Given are two convex bodies $K, L \subset \mathbb{R}^n$ that contain the origin as an interior point. Assume the number of integer points contained in $\lambda K$ equals the number of integer points contained in $\lambda L$ for every $\lambda > 0$. Is $K$ equal to $L$ modulo unimodular transformations?
If not, in what way is $K$ similar to $L$ besides the well-known fact that they must have the same volume?
Addendum: Anton's example shows that $K$ and $L$ are not necessarily equal modulo unimodular transformations even when they are taken to be two integral polygons in the plane and Abhinav Kumar points out in the comments that in the case $K$ is a integral polytope the number of integer points inside $n K$ ($n$ a natural number) is the value of the Ehrhart polynomial of $K$ at $n$.

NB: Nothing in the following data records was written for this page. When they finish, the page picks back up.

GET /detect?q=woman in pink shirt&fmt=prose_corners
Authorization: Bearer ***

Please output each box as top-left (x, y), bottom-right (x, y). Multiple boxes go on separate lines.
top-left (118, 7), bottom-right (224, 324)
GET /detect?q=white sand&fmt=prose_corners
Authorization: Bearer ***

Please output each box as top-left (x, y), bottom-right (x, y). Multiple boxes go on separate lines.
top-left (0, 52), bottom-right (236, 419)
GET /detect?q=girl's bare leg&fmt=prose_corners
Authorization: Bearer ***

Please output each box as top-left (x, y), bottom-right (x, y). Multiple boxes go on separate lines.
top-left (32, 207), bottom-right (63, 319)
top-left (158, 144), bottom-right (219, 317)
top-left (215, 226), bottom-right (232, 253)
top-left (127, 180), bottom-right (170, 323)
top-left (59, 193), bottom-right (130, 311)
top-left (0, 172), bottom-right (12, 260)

Added 21/11/2013: For $K$ and $L$ ellipsoids this problem translates to "what can we say about isospectral flat Riemannian tori?". Therefore, by a famous remark by Milnor there exist ellipsoids $K$ and $L$ in $\mathbb{R}^{16}$ that are not unimodularly equivalent and for which the number of integer points contained in $\lambda K$ equals the number of integer points contained in $\lambda L$ for every $\lambda > 0$.